I was both surprised and delighted to learn that the Museum of Family History was mentioned on a radio program during the morning of July 12th. The program, "The Radio Rabbi," is on every Sunday morning from 9 to 10 a.m. and is hosted by Rabbi Barbara Aiello.
Rabbi Aiello, who hosts the morning radio program in the Tampa-Sarasota, Florida area, somehow found my website on the Internet and spoke about it (by herself) on her program for more than three minutes. She directly quoted parts of the introduction I wrote for the Yiddish World segment of the Museum (www.museumoffamilyhistory.com/y.htm).
I must admit that hearing someone on the radio speak glowingly about my own work felt very strange. After all, someone was reading directly from my website, reading my sentiments, on the radio yet, for more than three minutes! This was quite a compliment. It goes to show you that with the Internet, word can spread quite quickly (hopefully always in a good way).
I hope, of course, that as many people as possible learn about the Museum of Family History, not just in the United States but all over the world. This can happen in a number of ways: on the radio, in the print media, and most often by word-of-mouth, email and the Internet.
Interestingly enough, Rabbi Barbara is the rabbi of the first active synagogue in Calabria, Italy, in over 500 years, and she is director of the Italian Jewish Cultural Center of Calabria (IjCCC), She is also the first woman rabbi and first modern liberal rabbi in Italy.
Here is a transcript of what Rabbi Aiello said about the Museum on Sunday A.M. July 12, 2009:
“Let me tell you a little bit about a wonderful website that I found called 'The Museum of Family History,’ and it is a virtual museum....you click on the website and you take a look at what’s in the museum virtually. And the museum itself is dedicated to keep the Yiddish language and culture alive, and [it is written]:
'As a second-generation Jewish-American growing up in New York, I had relatively little exposure to the Yiddish language. I heard Yiddish spoken at my grandparents' apartment in Brooklyn (especially when they didn't want me to know what they were saying), when they played the occasional recording of Yiddish music on the Victorola, and perhaps some Yiddish conversation in the shul. I have never taken a class in Yiddish, so I do try to study it a bit on my own from time to time.

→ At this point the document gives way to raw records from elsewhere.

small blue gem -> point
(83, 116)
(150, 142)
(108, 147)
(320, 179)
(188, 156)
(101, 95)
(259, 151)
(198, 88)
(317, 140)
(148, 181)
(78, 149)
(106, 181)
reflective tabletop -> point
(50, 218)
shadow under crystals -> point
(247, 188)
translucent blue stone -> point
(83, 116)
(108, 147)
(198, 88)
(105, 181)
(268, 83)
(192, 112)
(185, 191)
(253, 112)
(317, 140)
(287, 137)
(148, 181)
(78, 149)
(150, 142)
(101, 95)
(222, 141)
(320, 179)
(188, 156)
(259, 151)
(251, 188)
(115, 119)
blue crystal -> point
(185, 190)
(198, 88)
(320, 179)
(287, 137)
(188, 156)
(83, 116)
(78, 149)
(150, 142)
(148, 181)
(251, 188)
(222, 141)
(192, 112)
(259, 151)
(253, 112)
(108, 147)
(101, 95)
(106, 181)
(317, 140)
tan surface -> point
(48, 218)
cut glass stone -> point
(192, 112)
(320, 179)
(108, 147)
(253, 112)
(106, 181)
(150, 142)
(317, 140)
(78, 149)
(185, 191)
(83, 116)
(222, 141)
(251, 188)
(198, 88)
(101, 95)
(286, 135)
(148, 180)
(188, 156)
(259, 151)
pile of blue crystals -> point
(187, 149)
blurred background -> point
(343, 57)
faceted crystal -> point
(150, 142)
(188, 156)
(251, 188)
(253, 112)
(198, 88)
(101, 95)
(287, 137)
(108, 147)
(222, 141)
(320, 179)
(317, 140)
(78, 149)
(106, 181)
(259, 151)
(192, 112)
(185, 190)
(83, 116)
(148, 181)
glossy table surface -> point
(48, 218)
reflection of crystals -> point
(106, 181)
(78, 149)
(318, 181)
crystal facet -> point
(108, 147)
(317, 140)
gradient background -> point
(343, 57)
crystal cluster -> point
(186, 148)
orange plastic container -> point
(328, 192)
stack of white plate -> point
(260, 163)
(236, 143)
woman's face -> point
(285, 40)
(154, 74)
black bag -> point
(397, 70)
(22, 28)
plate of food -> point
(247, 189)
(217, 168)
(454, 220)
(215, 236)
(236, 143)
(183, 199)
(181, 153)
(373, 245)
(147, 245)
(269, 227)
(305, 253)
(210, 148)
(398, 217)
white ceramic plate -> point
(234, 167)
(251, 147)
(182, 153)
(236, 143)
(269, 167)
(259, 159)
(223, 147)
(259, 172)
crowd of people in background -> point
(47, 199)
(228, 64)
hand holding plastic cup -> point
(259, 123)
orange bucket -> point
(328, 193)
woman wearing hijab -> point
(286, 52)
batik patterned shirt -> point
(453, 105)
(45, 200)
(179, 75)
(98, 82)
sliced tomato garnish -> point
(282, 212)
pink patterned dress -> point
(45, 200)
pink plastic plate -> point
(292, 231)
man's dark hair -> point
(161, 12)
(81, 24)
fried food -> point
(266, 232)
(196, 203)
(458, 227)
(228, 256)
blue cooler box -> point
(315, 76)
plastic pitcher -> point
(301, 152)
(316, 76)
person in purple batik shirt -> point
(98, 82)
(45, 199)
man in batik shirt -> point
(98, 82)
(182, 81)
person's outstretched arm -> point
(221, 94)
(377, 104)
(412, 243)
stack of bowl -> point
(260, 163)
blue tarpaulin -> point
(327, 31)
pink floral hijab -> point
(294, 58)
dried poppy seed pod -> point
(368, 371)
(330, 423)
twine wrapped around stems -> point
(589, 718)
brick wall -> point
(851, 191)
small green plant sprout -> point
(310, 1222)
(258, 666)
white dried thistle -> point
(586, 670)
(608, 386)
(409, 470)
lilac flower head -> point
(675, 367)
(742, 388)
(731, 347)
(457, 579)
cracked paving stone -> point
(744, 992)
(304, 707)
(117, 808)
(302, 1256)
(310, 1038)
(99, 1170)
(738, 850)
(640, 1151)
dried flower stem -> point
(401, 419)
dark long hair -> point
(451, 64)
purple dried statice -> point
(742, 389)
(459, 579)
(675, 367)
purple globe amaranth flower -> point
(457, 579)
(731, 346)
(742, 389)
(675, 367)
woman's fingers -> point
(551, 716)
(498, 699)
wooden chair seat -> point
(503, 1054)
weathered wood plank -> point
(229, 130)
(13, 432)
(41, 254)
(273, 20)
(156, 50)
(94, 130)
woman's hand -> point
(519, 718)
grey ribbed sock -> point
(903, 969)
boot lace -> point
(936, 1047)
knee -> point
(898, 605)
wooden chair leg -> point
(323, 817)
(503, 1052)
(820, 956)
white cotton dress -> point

So for most of my life then, I have had no true Yiddish speakers in my family. All I ever heard during this time from Yiddish and non-Yiddish speakers alike is how sad it was that there were so few Yiddish speakers left, that the language would eventually die out. Some did take pride in the fact that they could speak a few phrases in Yiddish or could understand a little when it was spoken. Others would have a sentimental connection to Yiddish, especially when they heard songs like "My Yiddishe Mame." Certainly, once their Yiddish-speaking parents passed on and the number of Yiddish speakers that they were exposed to diminished, their knowledge of Yiddish diminished too. Even in Eretz Israel, where there are still many Yiddish speakers, the preferred spoken language is Hebrew.
Now Yiddish as we know, is one of the few pan-European languages spoken before the Second World War. It imbued nearly every aspect of Jewish life and culture. And for this reason alone, such a loss of the language and culture would seem like a shanda (a shame) to anyone with a deep appreciation of Jewish history, and that the history of the wonderful world of Yiddish life is definitely worth saving…
Now one of the aims of the Museum of Family History is to keep the Yiddish language and culture alive; and how wonderful it would be to remind us in some small way many of those who were born into Yiddish-speaking families once again of the beauty of the Yiddish language and culture. Perhaps though, it is even more important to make newer generations aware of what role Yiddish played in Jewish life. Making people aware is perhaps all we can do as individuals.” That’s quite a lot. “In the absence of a multitude of Jewish communities that still speak Yiddish, without the hard work of many who could talk about the Yiddish language to their children and grandchildren or speak publicly to Jewish groups about the importance of preserving Yiddish culture, the forecasters of the extinction of the Yiddish language might be right. All we can do however is try however, from the depth of our Jewish souls, each in our own unique and heartfelt way.'"
My thanks to Rabbi Barbara Aiello for thinking enough of my work to mention it "on the air."